Naela : Et là il y a les beubés (montre le milieu du toit de l’aula).

Muriel : C’est quoi les beubés ? Tu les définis comment ? Naela : Il y avait Goran dans notre classe l’an dernier.

Enrico : Mais il est pas méchant !

Naela : C’est qu’on a pas les mêmes intérêts, en tout cas moi, vous je sais pas, mais moi j’ai pas trop grand-chose à leur dire.

Muriel : Et c’est quoi leurs centres d’intérêt à ce moment là ?

Clarisse : Les vidéos…

Naela : Mais je sais pas leurs centres d’intérêt ! (à Enrico) Toi tu pourrais plus dire !

Clarisse : « Clash of clans ».

Enrico : Je sais pas parce que je comprends pas de qui vous parlez.

Naela : Genre Goran, Denis…

Clarisse : C’est vrai que c’est un peu les gens neutres.

Extrait d’entretien, parcours photo, CO3.

Conscient de son statut entre-deux, et alors que l’échange prend la forme d’une accusation, Enrico se place sur la défensive. Accusé d’affinité avec ce groupe par Naela, il refuse de participer à la discussion. Durant cet échange, Enrico est placé, et se place symboliquement, entre le groupe de filles et ses camarades masculins qualifiés à la fois de « beubés », pour leur usage intensif de jeux vidéo, et de « gens neutres », en tant qu’individus qui s’investissent peu dans les réseaux de sociabilité entre pairs.

De même que l’expression des « marches » renvoie dans le domaine militaire à une region stratégique qui permet de maintenir une position, celui ou celle qui est sur les marches entretient dans la cour une position stratégique.
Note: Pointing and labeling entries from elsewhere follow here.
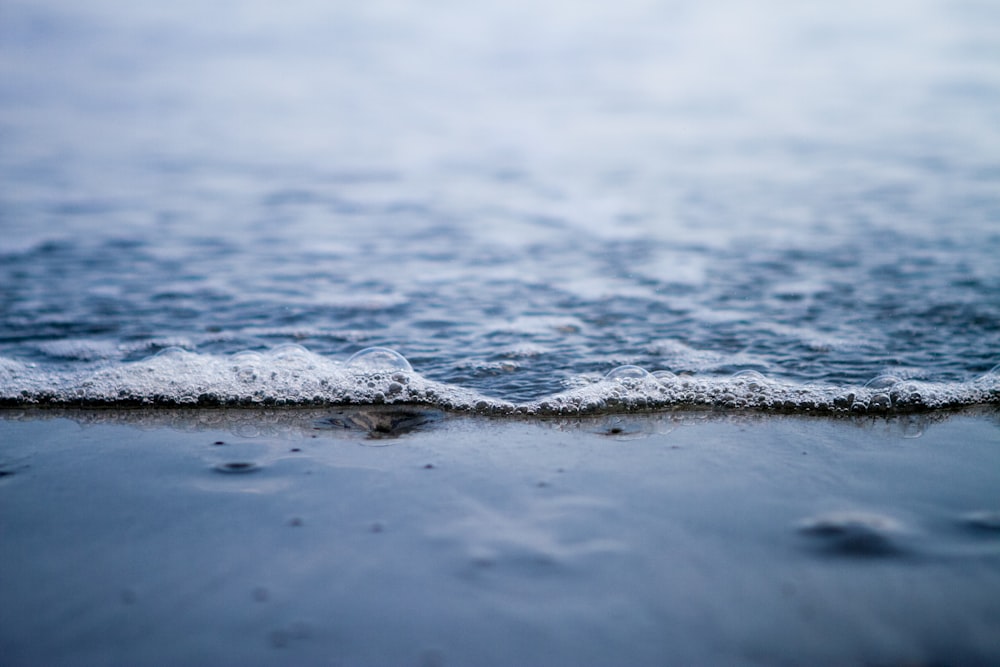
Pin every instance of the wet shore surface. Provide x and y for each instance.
(364, 536)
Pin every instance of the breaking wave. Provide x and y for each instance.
(291, 375)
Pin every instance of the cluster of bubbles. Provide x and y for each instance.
(292, 375)
(630, 388)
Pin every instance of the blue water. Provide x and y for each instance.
(221, 204)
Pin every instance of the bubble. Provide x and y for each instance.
(237, 467)
(882, 382)
(983, 520)
(289, 351)
(880, 402)
(172, 352)
(378, 359)
(859, 534)
(627, 373)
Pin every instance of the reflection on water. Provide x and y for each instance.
(516, 198)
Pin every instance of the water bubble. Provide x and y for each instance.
(880, 402)
(882, 382)
(172, 352)
(627, 373)
(237, 467)
(983, 520)
(289, 351)
(859, 534)
(378, 359)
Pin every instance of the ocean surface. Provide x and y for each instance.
(572, 207)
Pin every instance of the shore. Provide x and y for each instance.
(413, 537)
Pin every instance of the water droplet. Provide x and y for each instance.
(378, 359)
(627, 373)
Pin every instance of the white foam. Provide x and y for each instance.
(293, 375)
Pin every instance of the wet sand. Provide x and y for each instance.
(406, 537)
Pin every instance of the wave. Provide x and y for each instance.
(291, 375)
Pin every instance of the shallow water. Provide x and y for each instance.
(517, 200)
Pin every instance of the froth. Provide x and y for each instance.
(292, 375)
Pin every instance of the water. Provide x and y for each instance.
(222, 204)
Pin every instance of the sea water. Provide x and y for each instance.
(501, 207)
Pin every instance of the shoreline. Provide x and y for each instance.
(360, 537)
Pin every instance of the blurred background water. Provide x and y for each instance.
(517, 197)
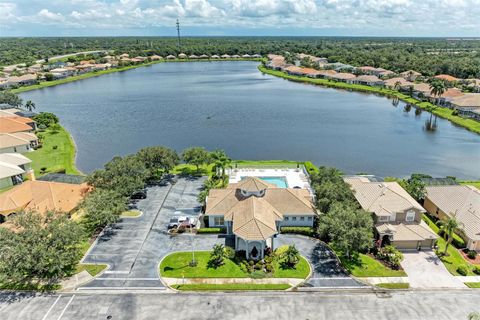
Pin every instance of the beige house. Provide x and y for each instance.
(461, 201)
(397, 216)
(252, 212)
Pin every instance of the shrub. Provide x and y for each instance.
(472, 254)
(306, 231)
(211, 230)
(462, 270)
(476, 270)
(229, 253)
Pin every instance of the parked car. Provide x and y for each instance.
(142, 194)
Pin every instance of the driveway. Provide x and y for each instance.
(425, 270)
(133, 247)
(327, 271)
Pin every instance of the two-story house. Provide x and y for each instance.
(252, 212)
(397, 216)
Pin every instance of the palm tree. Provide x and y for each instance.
(220, 161)
(437, 88)
(449, 225)
(29, 105)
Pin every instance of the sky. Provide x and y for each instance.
(420, 18)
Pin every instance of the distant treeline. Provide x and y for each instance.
(430, 56)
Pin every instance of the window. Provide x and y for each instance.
(218, 221)
(410, 215)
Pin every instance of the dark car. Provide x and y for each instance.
(139, 195)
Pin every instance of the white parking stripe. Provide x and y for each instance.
(51, 307)
(65, 309)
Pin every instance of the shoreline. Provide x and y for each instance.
(47, 84)
(445, 113)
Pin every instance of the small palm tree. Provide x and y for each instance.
(449, 225)
(29, 105)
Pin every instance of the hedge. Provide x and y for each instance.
(306, 231)
(211, 230)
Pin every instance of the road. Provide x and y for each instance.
(409, 305)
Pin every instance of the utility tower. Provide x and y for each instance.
(178, 34)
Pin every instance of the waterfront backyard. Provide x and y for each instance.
(174, 104)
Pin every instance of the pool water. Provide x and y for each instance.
(280, 182)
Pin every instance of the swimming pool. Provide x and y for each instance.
(280, 182)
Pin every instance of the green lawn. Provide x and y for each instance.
(366, 266)
(176, 265)
(446, 113)
(394, 285)
(453, 259)
(229, 287)
(57, 153)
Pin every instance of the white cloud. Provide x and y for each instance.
(432, 17)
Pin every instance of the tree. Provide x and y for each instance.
(437, 88)
(220, 161)
(291, 256)
(416, 188)
(449, 225)
(217, 255)
(158, 158)
(30, 105)
(39, 247)
(10, 98)
(196, 156)
(125, 175)
(46, 119)
(101, 208)
(350, 229)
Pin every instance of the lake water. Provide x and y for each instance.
(232, 106)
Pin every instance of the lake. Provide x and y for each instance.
(232, 106)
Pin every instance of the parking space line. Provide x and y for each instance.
(51, 307)
(65, 309)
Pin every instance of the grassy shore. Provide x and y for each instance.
(46, 84)
(445, 113)
(56, 154)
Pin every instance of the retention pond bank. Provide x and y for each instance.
(231, 106)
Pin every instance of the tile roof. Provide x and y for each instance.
(42, 196)
(463, 202)
(382, 198)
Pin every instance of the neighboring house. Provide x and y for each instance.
(467, 105)
(460, 201)
(16, 124)
(252, 212)
(19, 142)
(369, 80)
(410, 75)
(42, 196)
(13, 167)
(397, 216)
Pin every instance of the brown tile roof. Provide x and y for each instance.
(461, 201)
(42, 196)
(382, 198)
(11, 125)
(446, 77)
(254, 205)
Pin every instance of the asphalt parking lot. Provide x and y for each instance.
(133, 247)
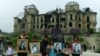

Il ou elle se positionne sur un espace seuil. La discontinuité territoriale produite par les marches fait alors apparaître deux espaces distincts auxquels il est facile d’ajouter des valeurs pour les usagères : vers les portes, le territoire valorisé des filles, vers le toit de l’aula, le coin devalué des “beubés”. Les « marches » constituent un espace reconnaissable pour tous, avec des caractéristiques permettant au groupe de se distinguer, ce que l’occupation du milieu du toit de l’aula ne permet guère. Être sur un espace seuil, c’est aussi pouvoir naviguer entre plusieurs espaces et en jouer à partir des opportunités d’action qu’ils offrent. En plus d’être un espace ludique, la variété de postures (assis/debout) qu’il offre, est valorisée dans la société des pairs (cf. 7.1.2).